Rack::Auth::Cheat
About
Speed up work on your development environment by “cheating” the passwords. Read on for details…
Details
Tired of managing passwords in a development environment? Developing an application that ties into a central authentication system used by several other applications (such as with Rack::Auth::Kerberos and/or Rack::Auth::Cookie?)
In cases like this, it’s handy to be able to “cheat” in a development environment and just log in as any username you like, immediately.
Rack::Auth::Cheat was writtten with this situation in mind. It is available on github:
http://github.com/charlieok/rack-auth-cheat
…and can be installed from gemcutter:
[sudo] gem install rack-auth-cheat
Add this to the middleware stack of each of your applications, or near the root if they’re organized in a ‘rack graph’ (in the development environment, not across all your environments!), and tell it what params to watch for usernames and passwords. Now you can sign in as any user by just entering the username again in the password field.
Rack::Auth::Cheat fits into a set of middlewares I’ve been working on with Dan Berger which are intended to be mixed and matched according to your tastes. The thing they all have in common is that they use, and set, a common group of environment variables for applications to use:
env[‘AUTH_USER’] = the username behind the current request, if authentication was successful
env[‘AUTH_FAIL’] = the reason the current request failed authentication, if in fact it did fail
If AUTH_USER is set, the request was successfully authenticated. If AUTH_FAIL is set, the request failed to authenticate and applications should show that failure message to the user. If one is already set when #call is invoked, no action will be taken (this is what makes this middleware “stackable”). If neither is set by the time a request reaches a “leaf” application, the application should consider the request anonymous.

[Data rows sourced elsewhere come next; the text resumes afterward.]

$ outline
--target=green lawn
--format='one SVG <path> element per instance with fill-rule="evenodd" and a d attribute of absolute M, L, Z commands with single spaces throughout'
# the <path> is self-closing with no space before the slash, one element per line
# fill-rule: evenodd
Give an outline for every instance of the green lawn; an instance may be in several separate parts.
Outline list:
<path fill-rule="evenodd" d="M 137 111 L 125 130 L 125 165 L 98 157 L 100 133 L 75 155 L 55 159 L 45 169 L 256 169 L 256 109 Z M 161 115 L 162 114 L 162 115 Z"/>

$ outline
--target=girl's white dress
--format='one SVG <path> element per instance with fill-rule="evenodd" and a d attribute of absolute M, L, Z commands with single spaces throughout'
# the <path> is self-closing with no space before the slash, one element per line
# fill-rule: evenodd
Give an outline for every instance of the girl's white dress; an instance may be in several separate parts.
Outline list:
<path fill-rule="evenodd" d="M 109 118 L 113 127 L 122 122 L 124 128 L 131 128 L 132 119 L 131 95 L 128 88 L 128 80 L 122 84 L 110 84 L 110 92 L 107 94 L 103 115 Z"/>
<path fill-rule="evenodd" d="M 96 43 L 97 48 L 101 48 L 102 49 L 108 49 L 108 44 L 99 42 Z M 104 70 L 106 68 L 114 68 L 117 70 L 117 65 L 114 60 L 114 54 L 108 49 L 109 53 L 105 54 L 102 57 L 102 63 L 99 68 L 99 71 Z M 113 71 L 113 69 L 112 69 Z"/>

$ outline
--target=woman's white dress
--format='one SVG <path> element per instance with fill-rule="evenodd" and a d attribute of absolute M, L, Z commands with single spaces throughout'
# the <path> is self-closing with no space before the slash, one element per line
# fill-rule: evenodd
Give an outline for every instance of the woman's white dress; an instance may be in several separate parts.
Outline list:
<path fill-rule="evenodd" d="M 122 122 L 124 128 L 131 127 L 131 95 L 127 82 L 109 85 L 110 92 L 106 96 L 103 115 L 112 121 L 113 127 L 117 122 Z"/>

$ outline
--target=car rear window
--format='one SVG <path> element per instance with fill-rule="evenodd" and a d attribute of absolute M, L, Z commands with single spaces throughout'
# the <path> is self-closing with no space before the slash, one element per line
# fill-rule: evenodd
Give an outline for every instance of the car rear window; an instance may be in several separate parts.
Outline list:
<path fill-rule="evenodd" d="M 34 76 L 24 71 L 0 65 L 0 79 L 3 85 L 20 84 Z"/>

There are other environment variables this collection of authenitcation middleware uses, but AUTH_USER and AUTH_FAIL are the most important ones for applications and other middleware to pay attention to.
To extend this set of middleware to do a new kind of authentication (say, facebook, openid etc) simply write another separate middleware class that treats these environment variables the same way. That is, passing through requests when AUTH_USER and AUTH_FAIL are set, ignoring requests that don’t apply to their particular method, or setting the appropriate values if they do. Applications can then decide the order in which to try different methods by simply ordering those methods accordingly in the middleware stack.
Usage
Put this in your config/environments/development.rb file for a rails application, or some equivalent place for some other type of application:
config.middleware.insert_before “Rack::Auth::Kerberos”, “Rack::Auth::Cheat”, “username”, “password”
Here I’m telling it to place Rack::Auth::Cheat in front of Rack::Auth::Kerberos (my normal, not cheating auth method) in my middleware stack, and to watch the “username” and “password” params for usernames and passwords.